Sometimes, when our elders see how our quality of life has improved from these steps, they become more open and accepting of the idea, Ren says.

You just have to pray more. For many people who grew up in religious families, discussing mental health struggles can be met with criticism of their devotion to their faith. Remember: Therapy is not meant to replace the practice of religion, and the practice of religion is not a substitute for professional care. Areeba Adnan, a clinical psychologist and neuropsychologist, suggests citing the rise of religious and spirituality research in the field of mental health, or pointing to references to well-being and self-improvement in religious teachings.

Don’t air out our dirty laundry. You may need to educate your loved ones about the logistics of therapy such as confidentiality and how therapists are trained to help people process their experiences.

Mental health care is a waste of money. Natalie Y. Gutirrez, a licensed marriage and family therapist, suggests highlighting how therapy can be viewed as an investment comparable to things like a gym membership. You may also consider having information handy on how to find low-cost options.

Tap into popular culture and shared interests

Sometimes we have to be creative in how we discuss mental health with our families. It might be helpful to use a shared interest to create an inroad for larger conversations.

For example, you might watch a movie that has a storyline about mental health, or perhaps find a celebrity interview or pop culture reference to destigmatize the idea of ​​discussing mental health. If you can find someone who is from the same culture or country as your family, even better.

Link mental health to physical health

Mental health problems can be somatized as physical symptoms in Asian communities. And Latino-Hispanic people are more likely to seek help from a primary care provider than a mental health professional.

So making a connection between physical symptoms and emotional health may be key to having these discussions with family. It might sound like “Dad, you come home every day with a headache.” I wonder if you feel stressed at work. By validating our relatives’ struggles with a focus on physical health, we may be able to engage conversations about mental health.
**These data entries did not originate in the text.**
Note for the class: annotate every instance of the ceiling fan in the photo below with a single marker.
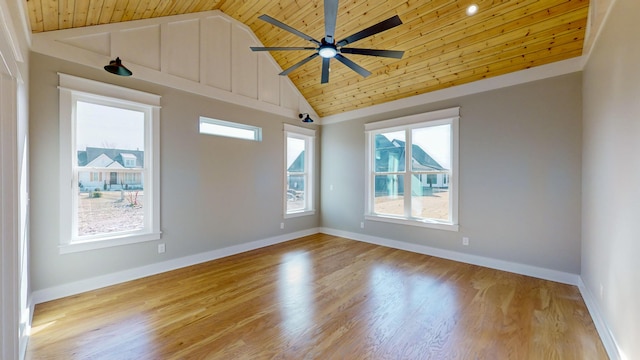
(328, 48)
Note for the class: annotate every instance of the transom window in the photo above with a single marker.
(299, 155)
(412, 167)
(217, 127)
(109, 156)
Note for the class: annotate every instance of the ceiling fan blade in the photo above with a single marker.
(372, 30)
(325, 70)
(288, 28)
(257, 48)
(373, 52)
(355, 67)
(330, 18)
(304, 61)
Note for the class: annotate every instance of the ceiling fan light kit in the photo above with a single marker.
(328, 48)
(305, 118)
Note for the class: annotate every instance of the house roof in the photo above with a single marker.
(443, 46)
(421, 159)
(117, 156)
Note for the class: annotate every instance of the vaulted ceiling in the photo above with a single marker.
(443, 46)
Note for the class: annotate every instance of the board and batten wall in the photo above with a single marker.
(520, 185)
(611, 176)
(216, 193)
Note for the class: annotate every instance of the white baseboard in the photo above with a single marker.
(522, 269)
(81, 286)
(609, 342)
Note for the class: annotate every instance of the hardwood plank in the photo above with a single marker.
(321, 297)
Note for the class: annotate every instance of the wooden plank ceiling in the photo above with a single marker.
(443, 46)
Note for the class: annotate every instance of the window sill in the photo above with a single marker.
(299, 213)
(420, 223)
(107, 242)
Focus on collective impact

Many communities of color are rooted in collectivism, the act of prioritizing group harmony and community. While this is important and may even be a protective factor towards our mental health, these values ​​can come at the expense of our own well-being. To address this issue, consider focusing on the value of familism in explaining your concerns or struggles.
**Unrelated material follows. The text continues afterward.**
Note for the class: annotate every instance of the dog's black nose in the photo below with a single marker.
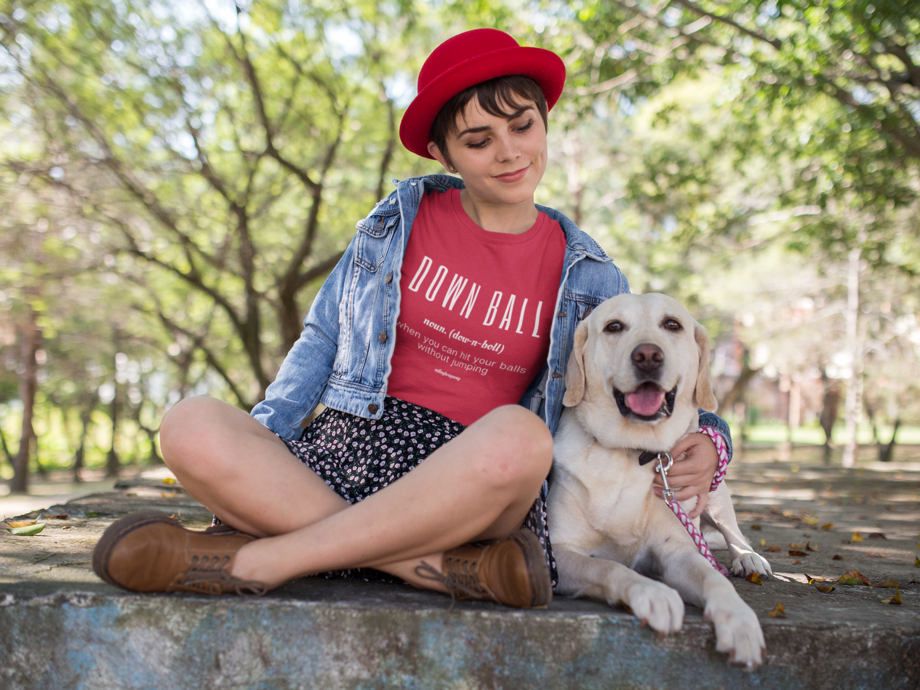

One example Dave shares is: I really want our relationship to be stronger so that our family enjoys it better when we’re together, and I see this as one way to get there. By focusing on a common goal, you create a dynamic where you are collaborating with your loved one rather than asking them to change, which could make them feel isolated or defensive.

Alternatively, if you’re getting a fight from a family member, you may need to consider talking openly about how it’s affecting you. This may sound like: I know this has been painful for you, but it is taking a toll on me to be your only source of support.
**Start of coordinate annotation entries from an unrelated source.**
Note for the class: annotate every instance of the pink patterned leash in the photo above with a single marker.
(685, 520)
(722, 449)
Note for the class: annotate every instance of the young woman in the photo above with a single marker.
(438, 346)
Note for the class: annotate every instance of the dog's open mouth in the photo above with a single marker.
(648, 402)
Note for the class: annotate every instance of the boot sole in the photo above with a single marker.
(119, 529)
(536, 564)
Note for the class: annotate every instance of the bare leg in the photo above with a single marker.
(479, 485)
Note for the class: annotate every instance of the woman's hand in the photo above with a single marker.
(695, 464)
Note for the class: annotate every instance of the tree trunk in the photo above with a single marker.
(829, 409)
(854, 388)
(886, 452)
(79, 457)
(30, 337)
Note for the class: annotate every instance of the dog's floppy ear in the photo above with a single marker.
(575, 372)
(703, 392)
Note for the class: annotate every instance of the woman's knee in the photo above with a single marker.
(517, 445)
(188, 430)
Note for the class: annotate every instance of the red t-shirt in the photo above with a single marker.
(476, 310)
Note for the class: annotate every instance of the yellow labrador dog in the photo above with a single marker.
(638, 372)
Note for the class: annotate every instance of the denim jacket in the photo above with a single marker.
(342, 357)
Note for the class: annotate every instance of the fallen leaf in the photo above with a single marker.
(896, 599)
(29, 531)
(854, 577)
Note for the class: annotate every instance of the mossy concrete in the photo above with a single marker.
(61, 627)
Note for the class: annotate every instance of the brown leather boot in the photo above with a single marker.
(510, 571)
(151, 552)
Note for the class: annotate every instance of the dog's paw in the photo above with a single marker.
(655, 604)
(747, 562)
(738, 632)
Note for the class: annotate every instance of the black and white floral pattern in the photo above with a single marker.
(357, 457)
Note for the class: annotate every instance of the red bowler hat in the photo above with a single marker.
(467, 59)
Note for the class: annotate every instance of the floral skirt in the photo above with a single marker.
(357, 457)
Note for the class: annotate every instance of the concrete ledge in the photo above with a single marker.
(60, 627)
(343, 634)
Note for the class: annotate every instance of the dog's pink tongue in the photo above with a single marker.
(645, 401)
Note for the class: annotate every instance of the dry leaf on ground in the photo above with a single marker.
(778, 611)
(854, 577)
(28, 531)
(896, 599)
Being vulnerable and dealing with this topic can be incredibly difficult for many millennials from different racial or cultural backgrounds. It’s important to have support when doing this.

Consider interpreting your conversation with a trusted friend beforehand and putting a plan in place for how to handle a growing conversation. You may also want to make plans to reduce stress afterward.

Remember: When talking to family, it’s important to recognize that not everyone can be supportive, no matter how kind, serious, or prepared you are. The truth is, we can’t Do work for our loved ones, and sometimes we have to accept that two things can be true: going to therapy is a healthy choice for ourselves, AND our family may not be supportive.

We can share how we talk about mental health, Dave says, and we’re also limited in our ability to change someone’s mind.